Après l’entracte vient La Voix Humaine, très attendue. Le monodrame
d’une rare intensité et d’un lyrisme puissant poursuit et développe à la fois la musique de la peur des Dialogues des Carmélites du même auteur. L’orchestration claire permet la parfaite intelligibilité du
texte, qui est presque parfaitement articulé par Antonacci. Elle n’est
pas, certes, Denise Duval créatrice du rôle, mais nous ne sommes pas non plus en 1959. Si le mythe associé à l’oeuvre ne se voit pas entièrement représenté d’après ceux qui ont vu et vécu la Duval, le livret qui date d’il y a presque un siècle, ne paraît pas avoir vieilli pourtant. Ce « concerto pour soprano et orchestre » est en fait le monologue d’une femme délaissée par son amant et qui a tenté de se suicider. Le tout se passe dans son appartement et… au téléphone ! Le message d’angoisse et d’isolement fait complètement écho à notre ère actuelle des distances virtuelles et des solitudes réelles. Le blanc pur du décor ne relève pas de la pâleur, au contraire il propose une lecture contemporaine de la superficialité sanitaire de notre époque, où tout doit paraître propre ou faire semblant. Sous la pression sociale et mondaine peu importent les sentiments, nous avons donc recours au téléphone.

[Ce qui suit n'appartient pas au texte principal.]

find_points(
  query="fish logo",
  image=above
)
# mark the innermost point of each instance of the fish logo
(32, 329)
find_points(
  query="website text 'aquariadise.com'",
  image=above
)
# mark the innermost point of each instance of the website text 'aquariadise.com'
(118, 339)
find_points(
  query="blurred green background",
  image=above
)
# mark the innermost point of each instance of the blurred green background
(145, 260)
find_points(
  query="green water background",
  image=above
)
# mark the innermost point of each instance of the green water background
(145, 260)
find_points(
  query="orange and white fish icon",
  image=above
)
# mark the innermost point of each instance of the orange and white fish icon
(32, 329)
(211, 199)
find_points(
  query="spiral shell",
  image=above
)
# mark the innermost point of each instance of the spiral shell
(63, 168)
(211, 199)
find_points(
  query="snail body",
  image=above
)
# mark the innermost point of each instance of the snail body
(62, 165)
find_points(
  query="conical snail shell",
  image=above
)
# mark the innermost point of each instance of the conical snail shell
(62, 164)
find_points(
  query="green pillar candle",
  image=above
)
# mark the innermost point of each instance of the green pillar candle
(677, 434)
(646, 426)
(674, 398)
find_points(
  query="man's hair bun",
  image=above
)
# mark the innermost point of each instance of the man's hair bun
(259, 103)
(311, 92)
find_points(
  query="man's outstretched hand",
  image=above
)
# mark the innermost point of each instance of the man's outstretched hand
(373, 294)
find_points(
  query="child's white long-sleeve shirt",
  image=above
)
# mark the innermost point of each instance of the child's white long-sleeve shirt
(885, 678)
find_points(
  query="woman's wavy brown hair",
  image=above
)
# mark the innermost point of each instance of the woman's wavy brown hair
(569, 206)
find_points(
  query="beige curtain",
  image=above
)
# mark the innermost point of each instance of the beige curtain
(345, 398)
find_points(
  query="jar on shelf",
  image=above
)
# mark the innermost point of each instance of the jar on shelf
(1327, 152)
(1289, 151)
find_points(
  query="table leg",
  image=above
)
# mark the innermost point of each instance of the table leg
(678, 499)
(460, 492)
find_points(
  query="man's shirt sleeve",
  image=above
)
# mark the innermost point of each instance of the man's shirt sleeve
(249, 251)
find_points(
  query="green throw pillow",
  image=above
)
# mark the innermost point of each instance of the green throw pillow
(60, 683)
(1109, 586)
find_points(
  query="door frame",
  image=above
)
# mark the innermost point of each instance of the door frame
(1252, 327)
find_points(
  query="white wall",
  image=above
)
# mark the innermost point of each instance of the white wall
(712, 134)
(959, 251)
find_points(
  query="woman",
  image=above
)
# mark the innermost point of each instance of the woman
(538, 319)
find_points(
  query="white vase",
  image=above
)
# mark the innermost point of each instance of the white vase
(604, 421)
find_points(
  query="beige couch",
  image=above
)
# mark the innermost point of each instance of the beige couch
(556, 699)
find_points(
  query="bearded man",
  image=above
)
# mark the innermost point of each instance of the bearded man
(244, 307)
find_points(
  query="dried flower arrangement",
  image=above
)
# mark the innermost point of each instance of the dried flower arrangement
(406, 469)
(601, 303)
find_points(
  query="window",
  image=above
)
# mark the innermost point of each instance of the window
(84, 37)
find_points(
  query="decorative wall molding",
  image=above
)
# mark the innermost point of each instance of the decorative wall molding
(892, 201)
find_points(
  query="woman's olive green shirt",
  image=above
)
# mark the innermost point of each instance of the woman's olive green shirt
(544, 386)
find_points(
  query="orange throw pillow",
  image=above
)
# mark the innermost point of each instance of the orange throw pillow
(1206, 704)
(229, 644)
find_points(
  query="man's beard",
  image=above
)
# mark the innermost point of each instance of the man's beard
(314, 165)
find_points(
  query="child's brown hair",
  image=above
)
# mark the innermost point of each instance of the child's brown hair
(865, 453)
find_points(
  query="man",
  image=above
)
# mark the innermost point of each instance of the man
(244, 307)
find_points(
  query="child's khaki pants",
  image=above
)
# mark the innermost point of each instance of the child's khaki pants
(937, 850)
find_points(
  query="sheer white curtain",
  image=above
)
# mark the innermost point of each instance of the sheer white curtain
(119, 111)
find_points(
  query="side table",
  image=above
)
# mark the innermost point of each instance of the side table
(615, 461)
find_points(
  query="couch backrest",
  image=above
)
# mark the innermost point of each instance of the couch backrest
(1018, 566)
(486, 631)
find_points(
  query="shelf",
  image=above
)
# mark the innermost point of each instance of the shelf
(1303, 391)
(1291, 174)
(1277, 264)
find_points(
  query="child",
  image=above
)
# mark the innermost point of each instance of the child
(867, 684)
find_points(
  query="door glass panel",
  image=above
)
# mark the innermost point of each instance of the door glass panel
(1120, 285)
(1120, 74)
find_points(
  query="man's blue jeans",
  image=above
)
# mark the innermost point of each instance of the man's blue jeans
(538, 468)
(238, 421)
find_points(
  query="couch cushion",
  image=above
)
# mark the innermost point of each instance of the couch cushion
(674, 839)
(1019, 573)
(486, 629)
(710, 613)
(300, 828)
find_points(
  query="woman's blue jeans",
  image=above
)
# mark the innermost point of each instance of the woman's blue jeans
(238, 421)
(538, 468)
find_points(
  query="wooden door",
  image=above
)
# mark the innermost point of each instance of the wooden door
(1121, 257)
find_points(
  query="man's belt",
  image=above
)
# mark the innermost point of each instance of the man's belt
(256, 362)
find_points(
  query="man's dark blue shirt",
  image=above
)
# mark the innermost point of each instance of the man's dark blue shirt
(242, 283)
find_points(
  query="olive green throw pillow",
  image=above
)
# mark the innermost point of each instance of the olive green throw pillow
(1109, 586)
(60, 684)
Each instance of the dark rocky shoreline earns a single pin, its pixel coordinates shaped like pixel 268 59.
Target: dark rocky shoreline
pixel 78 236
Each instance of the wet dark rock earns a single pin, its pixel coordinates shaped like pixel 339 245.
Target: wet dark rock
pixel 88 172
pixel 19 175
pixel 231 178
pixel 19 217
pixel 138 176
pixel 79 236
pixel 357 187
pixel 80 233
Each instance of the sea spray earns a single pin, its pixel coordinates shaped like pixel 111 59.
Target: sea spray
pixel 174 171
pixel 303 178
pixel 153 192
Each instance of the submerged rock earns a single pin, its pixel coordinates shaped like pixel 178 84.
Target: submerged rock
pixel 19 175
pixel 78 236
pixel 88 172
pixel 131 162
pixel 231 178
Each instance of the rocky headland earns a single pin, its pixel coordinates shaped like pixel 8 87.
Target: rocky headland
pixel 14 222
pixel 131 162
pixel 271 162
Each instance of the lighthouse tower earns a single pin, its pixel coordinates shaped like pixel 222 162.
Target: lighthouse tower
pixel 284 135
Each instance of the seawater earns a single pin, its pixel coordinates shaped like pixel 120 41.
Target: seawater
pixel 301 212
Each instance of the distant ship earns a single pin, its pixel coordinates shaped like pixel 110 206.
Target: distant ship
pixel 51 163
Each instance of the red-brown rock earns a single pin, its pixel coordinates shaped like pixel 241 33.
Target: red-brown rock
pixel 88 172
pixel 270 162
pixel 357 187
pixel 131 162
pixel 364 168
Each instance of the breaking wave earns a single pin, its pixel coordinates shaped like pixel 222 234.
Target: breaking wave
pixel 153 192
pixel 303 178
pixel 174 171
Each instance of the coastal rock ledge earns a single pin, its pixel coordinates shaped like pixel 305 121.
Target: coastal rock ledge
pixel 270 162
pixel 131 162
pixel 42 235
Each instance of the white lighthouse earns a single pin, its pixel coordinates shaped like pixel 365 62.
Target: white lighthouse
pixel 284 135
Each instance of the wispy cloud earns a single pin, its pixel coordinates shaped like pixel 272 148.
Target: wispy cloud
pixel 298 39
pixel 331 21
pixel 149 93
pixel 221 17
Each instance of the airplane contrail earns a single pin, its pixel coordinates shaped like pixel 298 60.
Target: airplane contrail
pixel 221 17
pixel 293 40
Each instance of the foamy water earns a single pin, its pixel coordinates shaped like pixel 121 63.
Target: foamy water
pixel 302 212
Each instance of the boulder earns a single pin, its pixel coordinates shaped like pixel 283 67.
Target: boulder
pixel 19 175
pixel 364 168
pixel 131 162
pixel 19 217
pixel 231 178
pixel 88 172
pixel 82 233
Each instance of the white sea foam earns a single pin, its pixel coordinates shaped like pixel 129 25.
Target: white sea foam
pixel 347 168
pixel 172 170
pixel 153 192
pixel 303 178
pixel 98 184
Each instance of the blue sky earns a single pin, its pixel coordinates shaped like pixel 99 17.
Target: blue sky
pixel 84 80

Pascal Raphé dirige avec plus de subtilité la deuxième partie de la
représentation, s’accordant mieux à la voix de la soprano. Elle ravit
l’auditoire qui est plus exalté qu’en pleurs. A C Antonacci reçoit les applaudissements avec dignité et humilité. A voir absolument pour
une dose hasardeuse de comédie et de tragédie, mais surtout d’élégance et de volupté. A l’affiche les 23, 26 et 29 mars à l’Opéra-Comique.

Paris. Opéra Comique, le 17 mars 2013. Il segreto di Susanna, La voix
humaine. Wolf-Ferrari, Poulenc. Anna Caterina Antonacci. Orchestre
Philharmonique du Luxembourg. Pascal Raphé, direction. Ludovic Lagarde, mise en scène.